Observations in one trial school were revealing. During the Monday
morning lesson students were free to go to the computer room to
continue work on the project. A group of about six students, all boys,
took advantage of this. The others preferred to work in traditional
ways and had produced some excellent work. When they were asked why
they hadn't chosen to use the computer facilities students were
non-committal. They were all familiar with computers - indeed some of
these students were participating in a special extension program
centred around technology use - but were not disposed to use computers
for a "maths project". In another school a class observed in a very
well equipped computer laboratory were producing some outstanding
mathematical models of the structure of a newspaper as shown in figure
4. The teacher's comment was "I could only arrange to be here because
you were coming." In this classroom, a number of students had not used
a spreadsheet and the basics of spreadsheet use had to be taught before
they could get into the task itself. This extended the time required
and further exacerbated the access problem.

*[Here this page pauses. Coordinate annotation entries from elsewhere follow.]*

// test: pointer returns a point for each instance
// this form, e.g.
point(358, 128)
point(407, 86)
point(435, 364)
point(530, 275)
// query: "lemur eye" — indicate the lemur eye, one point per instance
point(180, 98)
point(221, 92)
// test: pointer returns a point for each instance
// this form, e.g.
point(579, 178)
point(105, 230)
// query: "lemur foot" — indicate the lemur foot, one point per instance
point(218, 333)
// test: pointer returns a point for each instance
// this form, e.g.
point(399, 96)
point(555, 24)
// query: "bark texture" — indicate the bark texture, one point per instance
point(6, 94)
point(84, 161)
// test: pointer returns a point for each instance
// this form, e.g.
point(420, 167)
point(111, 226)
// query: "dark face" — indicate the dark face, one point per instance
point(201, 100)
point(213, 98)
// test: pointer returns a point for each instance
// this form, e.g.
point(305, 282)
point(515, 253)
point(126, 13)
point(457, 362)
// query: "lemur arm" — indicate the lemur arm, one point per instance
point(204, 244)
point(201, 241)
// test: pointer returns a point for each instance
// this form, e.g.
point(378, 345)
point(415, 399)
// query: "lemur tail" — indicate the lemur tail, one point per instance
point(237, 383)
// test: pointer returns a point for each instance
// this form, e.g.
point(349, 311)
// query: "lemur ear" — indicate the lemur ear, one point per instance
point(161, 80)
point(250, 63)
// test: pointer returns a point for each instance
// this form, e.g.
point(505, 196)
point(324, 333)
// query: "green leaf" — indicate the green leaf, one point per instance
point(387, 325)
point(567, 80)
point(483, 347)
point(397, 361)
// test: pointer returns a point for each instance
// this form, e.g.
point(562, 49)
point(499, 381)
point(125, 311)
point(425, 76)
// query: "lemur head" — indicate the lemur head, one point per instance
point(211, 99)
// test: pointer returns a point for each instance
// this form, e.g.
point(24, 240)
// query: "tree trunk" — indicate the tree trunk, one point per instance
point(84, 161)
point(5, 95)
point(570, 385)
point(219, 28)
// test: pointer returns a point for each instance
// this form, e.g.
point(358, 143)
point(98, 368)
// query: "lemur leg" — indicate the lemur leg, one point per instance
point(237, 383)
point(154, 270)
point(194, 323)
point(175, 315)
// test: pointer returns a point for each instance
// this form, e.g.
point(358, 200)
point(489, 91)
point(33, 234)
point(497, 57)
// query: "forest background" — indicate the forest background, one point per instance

Figure 4: Ribbon graph produced to show the analysis of a newspaper
The students who answered via the Internet text interface only in
general did not produce outstanding work. This seemed to be partly
related to the interface itself. This mirrored the hard copy but had
some drawbacks. Students could not work on the net page and save their
work ready for another occasion. Some students got around this by
sending the work in two separate lots, others worked in familiar
programs and then used the email link provided to send their completed
project to the centre.
Discussion
Technical issues
Delivering a task of this nature via the web provided some
technological challenges, some of which have already been described. To
place a task of this nature on the web was relatively easy but the
quality and quantity of the responses was far less than had been
expected. This seems to reinforce recent newspaper reports that
computer ownership and Internet usage was far less than had been
expected (Crawford, 1997).
Schools in general have extensive computer facilities today and we had
not anticipated the difficulty of access and the relatively low skills
of the students. Responses to the survey question are shown in figure
5.
Figure 5: Computer use
The lack of use in mathematics is very clear and explain the lack of
familiarity with spreadsheets that was reported by some teachers. If
students are to progress from pressing buttons to using computers as a
tool for analysis and synthesis of information there are major
organisational issues for schools in Tasmania to resolve.
Students who responded via the Internet produced responses that
indicated that the interface itself did not stimulate students'
thinking. Responses via the text boxes were usually short and
simplistic, as shown in figure 6, and did not provide much evidence of
the development of general thinking skills or use of mathematical
thinking. The competencies strand performance of the same student whose
response is shown in figure 6 was depressed relative to the other
strands (figure 7), although still relatively high compared to the rest
of his school. The text interface did not seem to encourage exploration
of ideas. This may have been compounded by the need to work partly with
concrete materials, using the newspaper, and partly through the ikonic
medium of the computer. In contrast, students who emailed responses as
an attachment provided a much richer picture. They were using familiar
computer programs but were also generally better students. The thinking
processes of students using computers may need to be explored further
in order to provide an interface more conducive to developing complex
responses. As well the computer interface needs to provide
opportunities for less able students to achieve to their capability.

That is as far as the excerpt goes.